Yalom's immersion in French history, literature, and culture allows her to seamlessly blend literary analysis, French history, and personal anecdote. She has a way of discussing both fictional characters and great novelists as if they are intimate friends. And her synopses of novels usually end with cliffhangers--and an admonition to read the novel to find out how it ends.
Another pleasure of How the French Invented Love is the passionate prose style of Yalom. Her style is personal and informal, although she can shift into the language of analysis as easily as some people shift from one language to another. But it is sentences like this one that will keep the reader engaged: The world of Marguerite Duras is dominated by love--fierce, relentless passion that bursts into creaturely happiness mingled with heartache. That is the kind of sentence that makes a reader read on.
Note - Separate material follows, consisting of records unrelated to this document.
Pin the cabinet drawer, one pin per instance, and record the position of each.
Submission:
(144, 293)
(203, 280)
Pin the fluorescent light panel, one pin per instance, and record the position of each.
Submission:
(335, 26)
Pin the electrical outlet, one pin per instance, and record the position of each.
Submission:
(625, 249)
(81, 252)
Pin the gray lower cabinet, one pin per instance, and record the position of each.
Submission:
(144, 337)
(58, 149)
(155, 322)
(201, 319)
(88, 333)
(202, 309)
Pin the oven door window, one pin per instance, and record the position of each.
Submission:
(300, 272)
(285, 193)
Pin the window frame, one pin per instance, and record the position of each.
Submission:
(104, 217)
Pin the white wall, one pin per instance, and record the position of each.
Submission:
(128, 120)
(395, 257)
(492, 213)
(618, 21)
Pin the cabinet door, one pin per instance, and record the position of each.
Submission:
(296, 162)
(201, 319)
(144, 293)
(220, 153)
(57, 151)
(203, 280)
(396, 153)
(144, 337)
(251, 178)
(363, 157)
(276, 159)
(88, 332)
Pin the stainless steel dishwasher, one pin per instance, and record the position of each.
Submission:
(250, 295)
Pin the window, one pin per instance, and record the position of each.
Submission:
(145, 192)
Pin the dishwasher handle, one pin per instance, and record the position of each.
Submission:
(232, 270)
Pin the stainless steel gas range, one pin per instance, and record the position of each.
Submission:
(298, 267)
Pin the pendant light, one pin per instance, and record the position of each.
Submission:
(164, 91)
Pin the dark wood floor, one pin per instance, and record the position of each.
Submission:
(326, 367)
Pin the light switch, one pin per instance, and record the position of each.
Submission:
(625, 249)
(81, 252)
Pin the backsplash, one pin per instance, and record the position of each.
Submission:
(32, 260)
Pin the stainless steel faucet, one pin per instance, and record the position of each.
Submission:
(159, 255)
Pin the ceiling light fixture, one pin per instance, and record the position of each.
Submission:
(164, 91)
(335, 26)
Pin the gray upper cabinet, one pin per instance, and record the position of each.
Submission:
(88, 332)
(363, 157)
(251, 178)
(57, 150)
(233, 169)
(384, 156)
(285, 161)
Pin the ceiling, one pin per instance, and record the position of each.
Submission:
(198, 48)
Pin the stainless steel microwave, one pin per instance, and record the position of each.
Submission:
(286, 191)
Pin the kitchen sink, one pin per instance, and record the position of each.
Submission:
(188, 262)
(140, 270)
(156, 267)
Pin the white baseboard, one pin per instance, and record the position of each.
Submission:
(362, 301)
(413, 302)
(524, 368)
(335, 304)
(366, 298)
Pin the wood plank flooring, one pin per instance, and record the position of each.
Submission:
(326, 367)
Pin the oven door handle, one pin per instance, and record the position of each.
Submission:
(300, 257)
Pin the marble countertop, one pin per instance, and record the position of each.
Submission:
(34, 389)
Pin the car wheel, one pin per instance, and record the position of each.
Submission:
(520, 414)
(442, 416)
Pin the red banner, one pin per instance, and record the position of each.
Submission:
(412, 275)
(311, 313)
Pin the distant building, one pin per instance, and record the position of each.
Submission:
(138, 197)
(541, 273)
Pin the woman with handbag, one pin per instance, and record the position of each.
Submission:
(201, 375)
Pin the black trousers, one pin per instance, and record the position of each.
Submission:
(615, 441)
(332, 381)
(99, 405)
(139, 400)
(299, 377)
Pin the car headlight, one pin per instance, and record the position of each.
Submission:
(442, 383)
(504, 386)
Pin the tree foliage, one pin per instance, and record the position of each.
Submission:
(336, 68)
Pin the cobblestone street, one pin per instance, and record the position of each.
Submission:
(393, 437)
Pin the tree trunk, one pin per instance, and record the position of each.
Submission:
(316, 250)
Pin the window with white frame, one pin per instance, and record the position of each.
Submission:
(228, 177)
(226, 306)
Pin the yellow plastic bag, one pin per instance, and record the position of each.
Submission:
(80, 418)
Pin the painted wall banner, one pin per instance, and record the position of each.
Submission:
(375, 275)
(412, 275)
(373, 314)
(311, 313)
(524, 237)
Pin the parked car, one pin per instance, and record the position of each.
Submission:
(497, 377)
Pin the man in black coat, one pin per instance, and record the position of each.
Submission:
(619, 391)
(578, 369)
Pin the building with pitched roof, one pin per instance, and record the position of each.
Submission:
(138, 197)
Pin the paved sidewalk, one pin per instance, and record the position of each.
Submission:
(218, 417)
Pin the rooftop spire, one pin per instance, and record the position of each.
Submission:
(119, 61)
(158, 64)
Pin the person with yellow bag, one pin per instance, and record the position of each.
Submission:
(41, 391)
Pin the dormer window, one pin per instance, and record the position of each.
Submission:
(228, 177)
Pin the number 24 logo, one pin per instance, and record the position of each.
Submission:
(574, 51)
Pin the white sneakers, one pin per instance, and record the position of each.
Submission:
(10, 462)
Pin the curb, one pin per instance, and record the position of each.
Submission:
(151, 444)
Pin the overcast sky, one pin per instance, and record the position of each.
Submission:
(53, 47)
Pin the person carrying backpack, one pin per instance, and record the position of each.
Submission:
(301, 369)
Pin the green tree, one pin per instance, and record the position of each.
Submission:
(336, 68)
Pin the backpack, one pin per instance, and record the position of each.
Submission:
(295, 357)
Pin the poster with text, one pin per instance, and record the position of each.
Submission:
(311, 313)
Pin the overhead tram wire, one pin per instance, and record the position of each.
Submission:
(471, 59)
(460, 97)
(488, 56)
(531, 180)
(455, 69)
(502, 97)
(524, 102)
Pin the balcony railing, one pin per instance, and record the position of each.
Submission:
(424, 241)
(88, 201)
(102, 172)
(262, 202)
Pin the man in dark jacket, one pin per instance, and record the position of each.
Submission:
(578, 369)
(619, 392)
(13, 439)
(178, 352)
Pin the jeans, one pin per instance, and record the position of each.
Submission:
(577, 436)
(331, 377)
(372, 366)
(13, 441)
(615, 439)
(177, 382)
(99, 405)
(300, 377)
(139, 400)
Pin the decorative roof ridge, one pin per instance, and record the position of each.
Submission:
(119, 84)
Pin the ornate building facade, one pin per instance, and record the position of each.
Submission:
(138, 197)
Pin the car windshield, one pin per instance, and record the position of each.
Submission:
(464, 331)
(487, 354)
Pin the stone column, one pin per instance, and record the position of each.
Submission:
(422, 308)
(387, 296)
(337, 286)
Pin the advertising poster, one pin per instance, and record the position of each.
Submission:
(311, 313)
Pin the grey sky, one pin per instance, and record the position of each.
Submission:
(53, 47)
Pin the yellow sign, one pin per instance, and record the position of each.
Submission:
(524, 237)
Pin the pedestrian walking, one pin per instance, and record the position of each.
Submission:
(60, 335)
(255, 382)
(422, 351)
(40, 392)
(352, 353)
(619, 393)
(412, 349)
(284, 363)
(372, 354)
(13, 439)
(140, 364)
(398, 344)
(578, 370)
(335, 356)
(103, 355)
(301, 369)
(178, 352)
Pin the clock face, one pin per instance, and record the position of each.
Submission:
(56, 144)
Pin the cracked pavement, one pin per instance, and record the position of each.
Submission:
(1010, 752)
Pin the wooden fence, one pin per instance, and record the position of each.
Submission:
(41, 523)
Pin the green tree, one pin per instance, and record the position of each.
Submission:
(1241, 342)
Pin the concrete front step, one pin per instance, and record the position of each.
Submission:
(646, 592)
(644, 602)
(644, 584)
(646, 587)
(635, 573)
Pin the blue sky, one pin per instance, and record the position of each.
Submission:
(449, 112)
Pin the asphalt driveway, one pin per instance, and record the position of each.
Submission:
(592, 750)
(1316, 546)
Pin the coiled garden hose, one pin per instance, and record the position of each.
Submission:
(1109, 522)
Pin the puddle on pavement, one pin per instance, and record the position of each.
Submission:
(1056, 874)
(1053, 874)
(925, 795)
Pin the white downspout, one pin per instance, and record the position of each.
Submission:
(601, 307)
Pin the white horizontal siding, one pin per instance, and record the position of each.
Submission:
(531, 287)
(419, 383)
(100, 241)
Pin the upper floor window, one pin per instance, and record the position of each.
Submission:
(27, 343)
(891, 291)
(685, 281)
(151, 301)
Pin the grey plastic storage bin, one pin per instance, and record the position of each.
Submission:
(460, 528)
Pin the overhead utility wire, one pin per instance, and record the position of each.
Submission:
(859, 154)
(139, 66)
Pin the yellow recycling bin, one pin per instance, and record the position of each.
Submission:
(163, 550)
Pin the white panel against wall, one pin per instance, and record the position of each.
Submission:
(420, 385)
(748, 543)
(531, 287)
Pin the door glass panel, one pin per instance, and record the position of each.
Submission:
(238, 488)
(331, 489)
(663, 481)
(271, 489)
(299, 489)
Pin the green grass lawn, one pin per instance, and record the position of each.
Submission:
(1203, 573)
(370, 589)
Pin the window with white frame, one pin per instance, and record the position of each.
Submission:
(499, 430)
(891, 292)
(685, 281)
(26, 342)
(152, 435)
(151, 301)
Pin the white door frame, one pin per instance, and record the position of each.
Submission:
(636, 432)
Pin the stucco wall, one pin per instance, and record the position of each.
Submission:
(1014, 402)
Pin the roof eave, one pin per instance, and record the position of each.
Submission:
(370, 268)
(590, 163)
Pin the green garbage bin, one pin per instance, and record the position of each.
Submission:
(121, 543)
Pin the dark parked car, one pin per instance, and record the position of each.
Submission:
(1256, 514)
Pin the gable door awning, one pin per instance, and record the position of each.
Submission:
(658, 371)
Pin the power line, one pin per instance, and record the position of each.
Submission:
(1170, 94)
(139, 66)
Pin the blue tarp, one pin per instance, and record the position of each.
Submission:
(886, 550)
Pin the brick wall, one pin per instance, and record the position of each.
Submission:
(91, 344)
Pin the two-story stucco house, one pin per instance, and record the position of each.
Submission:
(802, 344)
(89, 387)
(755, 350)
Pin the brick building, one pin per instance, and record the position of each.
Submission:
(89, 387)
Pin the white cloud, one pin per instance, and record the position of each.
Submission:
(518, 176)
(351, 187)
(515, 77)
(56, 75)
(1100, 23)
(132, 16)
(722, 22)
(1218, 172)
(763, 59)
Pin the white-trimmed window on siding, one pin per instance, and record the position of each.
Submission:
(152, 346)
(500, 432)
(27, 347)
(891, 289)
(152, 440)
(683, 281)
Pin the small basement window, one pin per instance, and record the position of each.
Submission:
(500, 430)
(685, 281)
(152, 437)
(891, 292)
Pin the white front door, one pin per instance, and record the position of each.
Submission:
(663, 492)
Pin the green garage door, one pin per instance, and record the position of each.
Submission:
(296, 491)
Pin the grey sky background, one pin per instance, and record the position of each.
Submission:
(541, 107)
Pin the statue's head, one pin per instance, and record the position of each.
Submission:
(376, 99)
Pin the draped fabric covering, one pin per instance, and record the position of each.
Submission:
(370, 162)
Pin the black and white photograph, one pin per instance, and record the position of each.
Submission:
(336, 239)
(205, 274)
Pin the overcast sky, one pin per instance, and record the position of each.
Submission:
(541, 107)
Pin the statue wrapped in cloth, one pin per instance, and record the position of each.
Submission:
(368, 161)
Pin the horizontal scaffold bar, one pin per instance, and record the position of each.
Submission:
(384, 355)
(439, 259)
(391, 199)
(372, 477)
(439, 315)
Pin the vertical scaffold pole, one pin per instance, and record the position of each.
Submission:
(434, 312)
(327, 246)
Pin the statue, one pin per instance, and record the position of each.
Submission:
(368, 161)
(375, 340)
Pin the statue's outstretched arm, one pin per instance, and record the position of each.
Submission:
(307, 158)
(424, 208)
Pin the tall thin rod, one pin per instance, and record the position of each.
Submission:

Among the highlights of How the French Invented Love is the chapter on Julie de Lespinasse, a prolific lover and letter writer whose longtime lover, D'Alembert, had the dubious honor of disposing of his lover's voluminous correspondence from another lover. Yalom quotes from the heart rending letters that D'Alembert, wrote to Julie after her death (and his discovery of her betrayal). The chapter on "Yearning for the Mother" had me making lists, adding to my list of classics to read. It also explained why French women never get fat: they are staying in shape for the affairs they will be having with much younger men. And the chapter on "Love Among the Romantics" convinced me that I really must read George Sand. I could go on and on, but you get the idea: this book is going to send you to the bookstore or the library--or to your own bookshelves, to reread favorite classics with a new depth of understanding.
How the French Invented Love is the kind of book I will keep in my library and refer back to often, which is why the bibliography and index are so helpful. Highly recommended.